In order to prove criminal assault, the state prosecutor must prove all of the required elements of proof beyond a reasonable doubt. It can be a defense to the charge of assault if one or more of the elements has not been satisfied. The elements for the crime of assault are:

  • An Act or Conduct Intended to Create”: For criminal assault to be proven, the defendant’s behavior must be motivated by an intent to create a state of fear or danger in the victim. Accidental acts do not result in assault charges;
  • “A Reasonable Apprehension”: Next, the victim must reasonably believe that they would be harmed or offended by the defendant’s conduct. The victim must perceive (apprehend) the defendant’s potentially harmful or offensive acts.
  • “Of Imminent Harm”: In addition, the victim’s fear must be a direct response to a threat that is imminent, or immediately about to occur. Future threats, such as, “I will beat you up next week” will not result in assault charges. 
    • Also, the harm must present some sort of perceived physical danger for the victim; for this reason, words by themselves generally do not constitute assault.
  • “That is Considered Either Harmful or Offensive”: Finally, the defendant’s actions must present a physical threat or offensive behavior to the victim.

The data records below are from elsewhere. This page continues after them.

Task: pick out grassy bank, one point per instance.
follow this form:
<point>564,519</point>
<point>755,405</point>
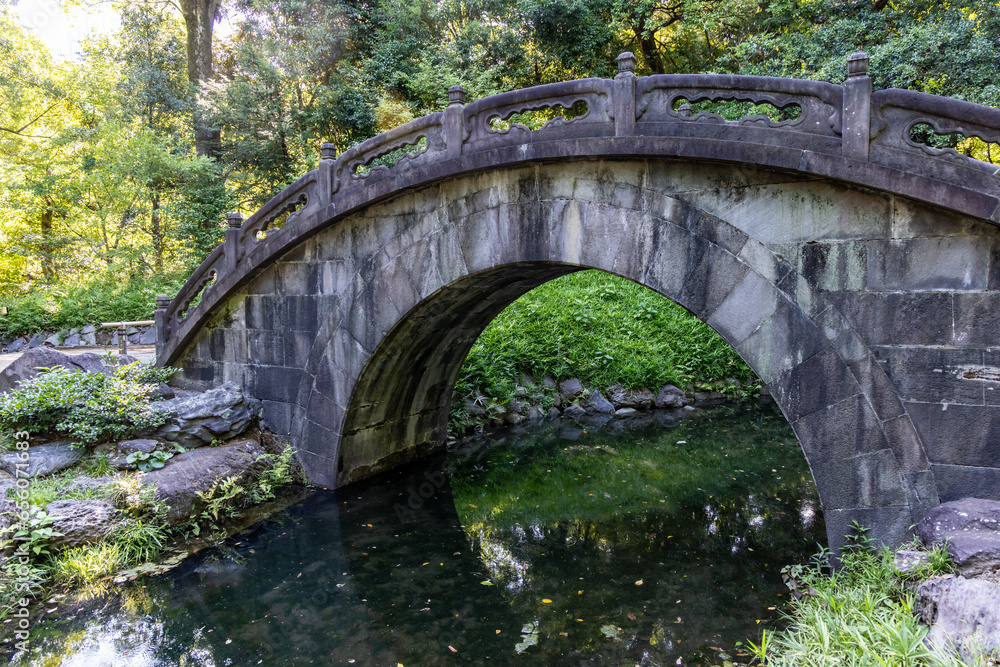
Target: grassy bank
<point>105,298</point>
<point>862,614</point>
<point>604,330</point>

Thus, pretending to kick or punch the victim may be an assault, as would be attempting to spit on the victim (offensive behavior).

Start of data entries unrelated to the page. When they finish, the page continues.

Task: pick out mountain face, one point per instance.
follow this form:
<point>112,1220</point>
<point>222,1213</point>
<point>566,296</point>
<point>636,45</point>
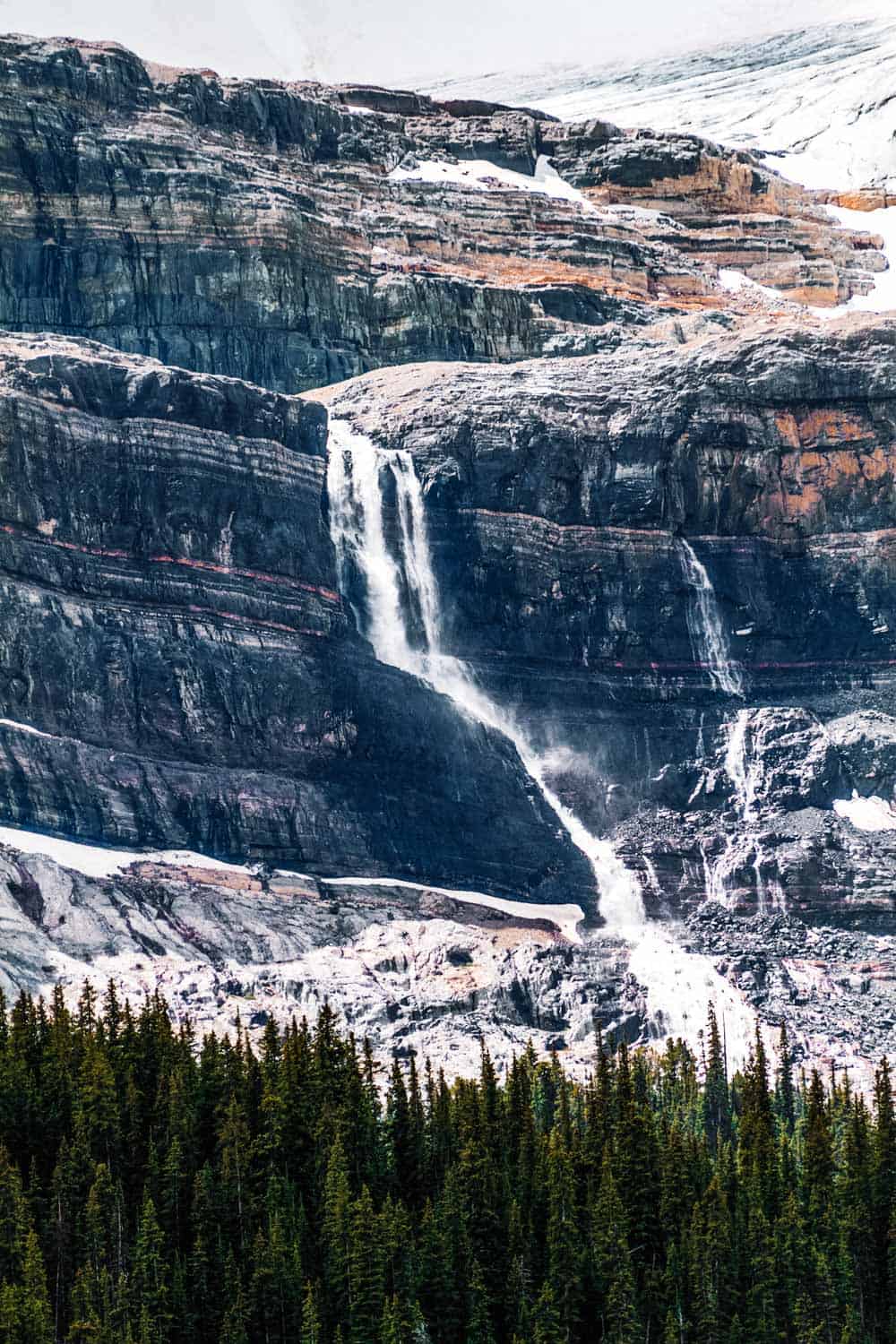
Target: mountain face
<point>447,567</point>
<point>817,99</point>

All of the above elements must be present and supported with evidence in order for a defendant to be found guilty of assault. 

It can oftentimes be difficult to prove whether the defendant actually intended to commit an assault. Likewise, judges and juries often spend a lot of time determining whether the defendant’ acts are considered to be harmful or offensive. In determining this, they will look at what an average person might reasonably consider to be harmful or offensive.

What are the Penalties for Assault?

Penalties for assault can depend on several factors, including state laws, which may vary. As mentioned, simple assault charges will usually result in a misdemeanor conviction if the defendant is found to be guilty. Misdemeanors can result in a sentence of up to one year in a county jail, as well as some criminal fines. Misdemeanors are less serious charges and can often be erased or removed from one’s record over time. 

Some assault charges can result in more serious felony convictions. Felonies will result in a sentence of more than one year in a state prison facility (not a county jail facility), and higher criminal fines. Felony charges are more difficult to have removed or cleared from one’s record. 

Felony charges may result if certain “aggravating factors” are present in the assault. Such factors may include:

  • Assaults on a police officer;
  • Assaults on a child or woman;
  • Assaults that led to serious bodily injury; or 
  • Assaults of a sexual nature.

Criminal consequences may also be more severe if the person is a repeat or habitual offender and has committed similar assault crimes in the past. 

Are There Any Legal Defenses to Assault Charges?

As with other types of criminal charges, there may be some defenses to assault charges. These also will depend on each individual case, as well as other factors such as state laws. Some commonly-raised defenses to criminal assault charges include:

  • Self-Defense: It can be a defense if the defendant was acting out of self-defense. They must only use an amount or display of force as is reasonable in the situation and proportionate to the force being used against them;
  • Intoxication: In some instances, intoxication can be a legal defense, especially in cases where the intoxication affects the person’s ability to act intentionally;
  • Coercion: If the defendant was forced to commit the assault under threat of harm, it can be a defense (for instance, if they are being held at gunpoint and told to assault someone); or
  • Lack of Proof/Evidence: As mentioned above, if the elements of proof are not met or not supported with proper evidence, it might serve as a legal defense. 

Various other types of defenses can exist, depending on the circumstances. 

Should I Hire a Lawyer if I’m Facing Assault Charges?

If you are facing criminal assault charges, you may need to speak with a criminal defense lawyer immediately for advice and representation. An attorney in your area will be able to explain to you in greater detail what the elements of assault mean and which elements will be focused on in court. Or, if you have been the victim of an assault, a criminal lawyer can help you obtain a legal remedy.